Operations and Algebraic Thinking

  • Represent and solve problems involving addition and subtraction.
  • Understand and apply properties of operations and the relationship between addition and subtraction.
  • Add and subtract within 20.
  • Work with addition and subtraction equations.

Number and Operations in Base Ten

  • Extend the counting sequence.
  • Understand place value.
  • Use place value understanding and properties of operations to add and subtract.

Measurement and Data

  • Measure lengths indirectly and by iterating length units.
  • Tell and write time.
  • Represent and interpret data.

Geometry

  • Reason with shapes and their attributes.

Mathematical Practices

  1. Make sense of problems and persevere in solving them.
  2. Reason abstractly and quantitatively.
  3. Construct viable arguments and critique the reasoning of others.
  4. Model with mathematics.
  5. Use appropriate tools strategically.
  6. Attend to precision.
  7. Look for and make use of structure.
  8. Look for and express regularity in repeated reasoning

The site https://www.ixl.com/standards/common-core/math/grade-1 expands on these expectations. This is an example of the curriculum expected to proceed from the Common Core standards — a mostly rational curriculum that I also recommend skimming, keeping in mind that this is for a six-year-old in 180 days of school. You might pause and read place value, data interpretation and geometry more slowly.

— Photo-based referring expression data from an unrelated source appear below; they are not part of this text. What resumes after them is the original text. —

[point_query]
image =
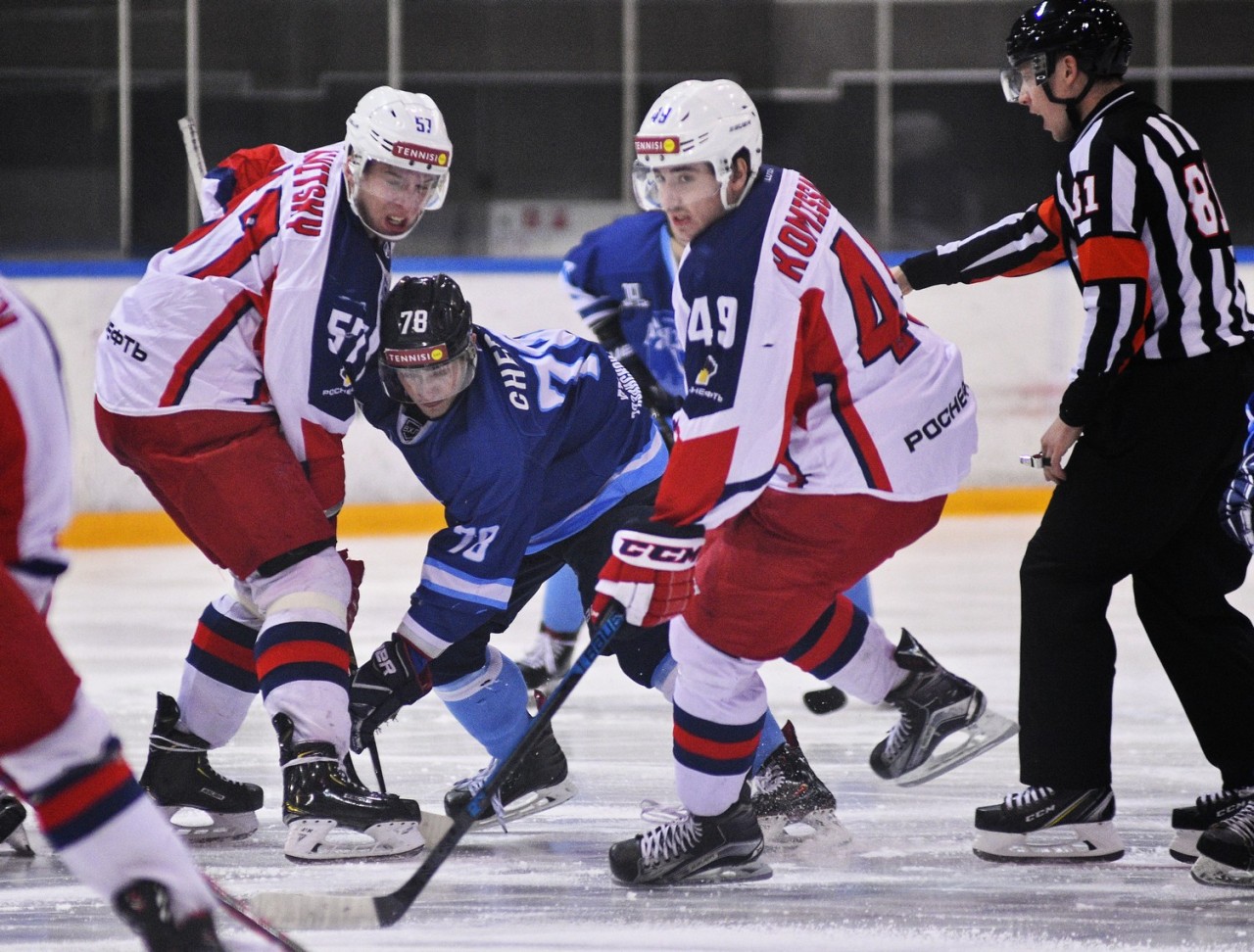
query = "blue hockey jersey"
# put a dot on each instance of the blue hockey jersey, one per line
(627, 267)
(549, 437)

1.OA Operations and Algebraic Thinking

1.NBT Number and Operations in Base Ten

1.MD Measurement and Data

1.G Geometry

For kids with a stratospheric or even strong mathematical midichlorian count, these standards may make perfect sense. But the Common Core demands here represent no small mountain for an average six-year-old to climb. If the Force is strong in some kids, by implication that Force must be weaker in others.

If you grab random kids off the desert sands, throw them into pod racers, and yell, “Fly!!”, you will end up standing by a field littered with dead kids and wrecked pod racers.

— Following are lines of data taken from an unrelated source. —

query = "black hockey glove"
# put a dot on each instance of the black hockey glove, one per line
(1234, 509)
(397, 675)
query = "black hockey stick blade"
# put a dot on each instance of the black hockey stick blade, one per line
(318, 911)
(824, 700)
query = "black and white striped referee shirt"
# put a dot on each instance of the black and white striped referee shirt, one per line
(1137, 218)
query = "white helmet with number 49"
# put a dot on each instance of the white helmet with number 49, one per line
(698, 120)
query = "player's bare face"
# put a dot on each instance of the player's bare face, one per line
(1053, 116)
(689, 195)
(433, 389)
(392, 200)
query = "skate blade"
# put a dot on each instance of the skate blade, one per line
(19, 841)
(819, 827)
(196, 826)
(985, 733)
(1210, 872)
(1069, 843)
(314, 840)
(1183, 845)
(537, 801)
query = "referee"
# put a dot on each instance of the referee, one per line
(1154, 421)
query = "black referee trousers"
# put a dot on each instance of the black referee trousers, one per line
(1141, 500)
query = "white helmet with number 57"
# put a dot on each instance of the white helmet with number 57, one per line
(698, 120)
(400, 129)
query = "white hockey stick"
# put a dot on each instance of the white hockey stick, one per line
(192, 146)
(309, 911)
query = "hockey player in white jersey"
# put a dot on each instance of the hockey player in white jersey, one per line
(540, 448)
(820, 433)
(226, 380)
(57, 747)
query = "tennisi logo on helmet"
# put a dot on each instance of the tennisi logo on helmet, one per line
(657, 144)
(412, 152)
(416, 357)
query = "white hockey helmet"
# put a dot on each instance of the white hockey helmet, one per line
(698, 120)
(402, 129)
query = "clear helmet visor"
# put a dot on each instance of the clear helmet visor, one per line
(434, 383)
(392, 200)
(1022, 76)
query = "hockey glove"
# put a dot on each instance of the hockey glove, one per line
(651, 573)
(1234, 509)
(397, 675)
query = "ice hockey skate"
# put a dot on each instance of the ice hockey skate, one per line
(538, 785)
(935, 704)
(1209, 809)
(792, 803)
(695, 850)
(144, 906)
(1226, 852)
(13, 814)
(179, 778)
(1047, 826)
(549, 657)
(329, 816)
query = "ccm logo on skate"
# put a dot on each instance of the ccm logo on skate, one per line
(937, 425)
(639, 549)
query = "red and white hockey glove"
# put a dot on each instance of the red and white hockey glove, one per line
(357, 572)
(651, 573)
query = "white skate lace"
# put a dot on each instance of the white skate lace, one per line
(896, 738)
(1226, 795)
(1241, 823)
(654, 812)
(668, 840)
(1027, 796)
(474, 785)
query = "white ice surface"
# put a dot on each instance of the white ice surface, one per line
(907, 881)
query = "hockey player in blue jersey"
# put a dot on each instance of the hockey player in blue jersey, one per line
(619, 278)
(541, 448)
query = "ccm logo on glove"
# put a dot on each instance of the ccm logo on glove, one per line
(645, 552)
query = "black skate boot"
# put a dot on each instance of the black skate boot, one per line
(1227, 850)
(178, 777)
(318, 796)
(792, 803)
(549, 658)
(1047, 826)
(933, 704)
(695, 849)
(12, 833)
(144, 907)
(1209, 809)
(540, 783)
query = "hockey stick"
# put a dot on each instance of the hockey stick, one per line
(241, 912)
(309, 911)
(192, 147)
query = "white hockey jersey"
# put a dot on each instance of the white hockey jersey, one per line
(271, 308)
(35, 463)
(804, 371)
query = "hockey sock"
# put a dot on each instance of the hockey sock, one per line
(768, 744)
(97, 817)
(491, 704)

If you force every child in school to tackle all these standards during their first formal school year, you will see a similar effect.

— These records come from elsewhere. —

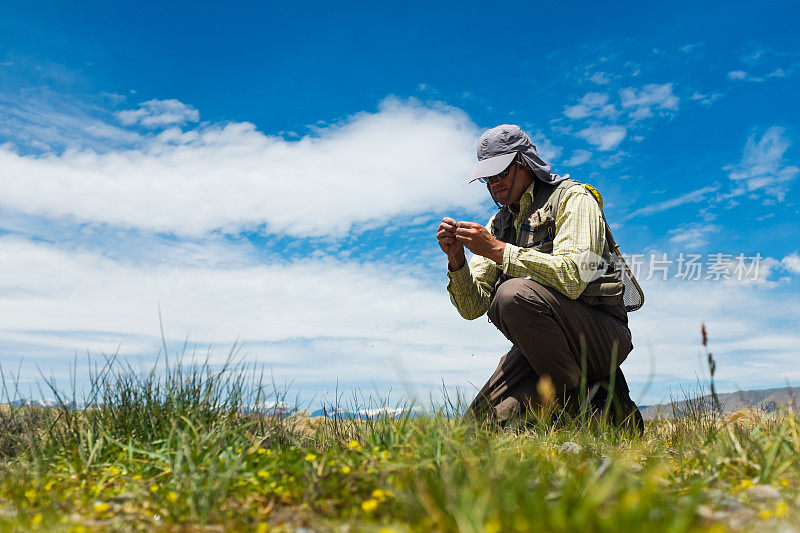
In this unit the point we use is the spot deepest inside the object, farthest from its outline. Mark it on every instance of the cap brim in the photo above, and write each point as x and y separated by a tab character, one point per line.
492	166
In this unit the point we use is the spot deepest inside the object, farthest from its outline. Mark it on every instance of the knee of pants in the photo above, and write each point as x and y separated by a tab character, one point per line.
509	295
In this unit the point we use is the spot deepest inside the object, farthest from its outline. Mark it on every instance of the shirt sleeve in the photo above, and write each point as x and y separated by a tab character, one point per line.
579	229
471	286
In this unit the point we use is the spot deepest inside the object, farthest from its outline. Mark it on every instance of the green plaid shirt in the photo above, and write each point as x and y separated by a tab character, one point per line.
579	227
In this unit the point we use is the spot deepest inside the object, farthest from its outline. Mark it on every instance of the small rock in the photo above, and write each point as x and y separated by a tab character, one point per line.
763	492
570	447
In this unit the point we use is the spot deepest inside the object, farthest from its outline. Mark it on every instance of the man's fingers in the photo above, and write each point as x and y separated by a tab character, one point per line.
464	224
449	227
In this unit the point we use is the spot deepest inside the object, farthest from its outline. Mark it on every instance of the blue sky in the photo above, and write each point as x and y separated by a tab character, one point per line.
275	175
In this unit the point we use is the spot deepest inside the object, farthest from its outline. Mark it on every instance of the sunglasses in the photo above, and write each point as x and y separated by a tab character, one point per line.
502	175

Eduhonesty and my take on these standards: Even when well-administered, I expect the above standards will lead many young children to decide they are “bad” at math. These kids won’t be clamoring to enter the pod race later. They will be trying to stay as far away from math as possible. Mostly, they will be trying to remain unnoticed as the teacher scans the room in search of raised hands that want to answer critical thinking questions. Some of these kids may be done with math — at six years of age. The right teacher may be able to pull these kids back into the game — but what if they never get that teacher? Children vary in their flexibility and malleability. Some kids decide at three years of age that they hate ketchup and never, ever change their mind.

I HATE MATH can become a mantra of sorts. When that mantra has been repeated too many times, I HATE MATH becomes a force in itself, a barrier a kid puts up for self-protection that teachers will be struggling to break through year by year, possibly for that kid’s entire school career.

If we had an educational Razzie awards category for “So Damn Dumb I Almost Can’t Believe It,” I would enter the early elementary Common Core math standards.